The United States is making diplomatic efforts to combat a possible nuclear test by the Democratic People's Republic of Korea (DPRK), deputy State Department spokesman Tom Casey said Wednesday.
"We've been continuing to engage with our six-party partners, as well as others in Asia and Security Council members," Casey said.
Secretary of State Condoleezza Rice, Undersecretary of State Nicholas Burns and Assistant Secretary of State Chris Hill reached out to their diplomatic counterparts in Asia and Europe to send "a strong and unified signal ... that these kinds of threats are certainly not acceptable," the spokesman said.

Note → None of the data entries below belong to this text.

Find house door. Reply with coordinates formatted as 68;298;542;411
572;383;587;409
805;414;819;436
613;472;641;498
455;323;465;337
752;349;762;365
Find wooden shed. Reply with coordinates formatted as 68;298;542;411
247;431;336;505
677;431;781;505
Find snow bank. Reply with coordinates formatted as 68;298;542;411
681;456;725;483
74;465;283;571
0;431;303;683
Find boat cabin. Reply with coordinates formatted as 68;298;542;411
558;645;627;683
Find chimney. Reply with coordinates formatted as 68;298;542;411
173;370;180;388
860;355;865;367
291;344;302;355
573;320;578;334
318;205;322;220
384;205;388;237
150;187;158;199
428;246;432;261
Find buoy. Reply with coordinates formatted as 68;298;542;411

The U.S. made a flurry of diplomatic efforts after the DPRK announced Tuesday that it will undertake an unprecedented nuclear test.
In a statement issued by the Foreign Ministry, DPRK said "the field of scientific research of the DPRK will in the future conduct a nuclear test under the condition where safety is firmly guaranteed," the official Korean Central News Agency (KCNA) reported.
But the statement did not give specific date or location of the upcoming test.
DPRK "will never use nuclear weapons first but strictly prohibit any threat of nuclear weapons and nuclear transfer," the statement said.
Pyongyang also affirmed that it would strive to "realize the denuclearization of the (Korean) peninsula and give impetus to the worldwide nuclear disarmament and the ultimate elimination of nuclear weapons."
The statement accused the United States of adopting a hostile policy towards the DPRK, saying that's why it must conduct a nuclear test as a way of bolstering war deterrent.
U.S. Secretary of State Condoleezza Rice said on Tuesday that a nuclear test by the DPRK would be a "very provocative" act.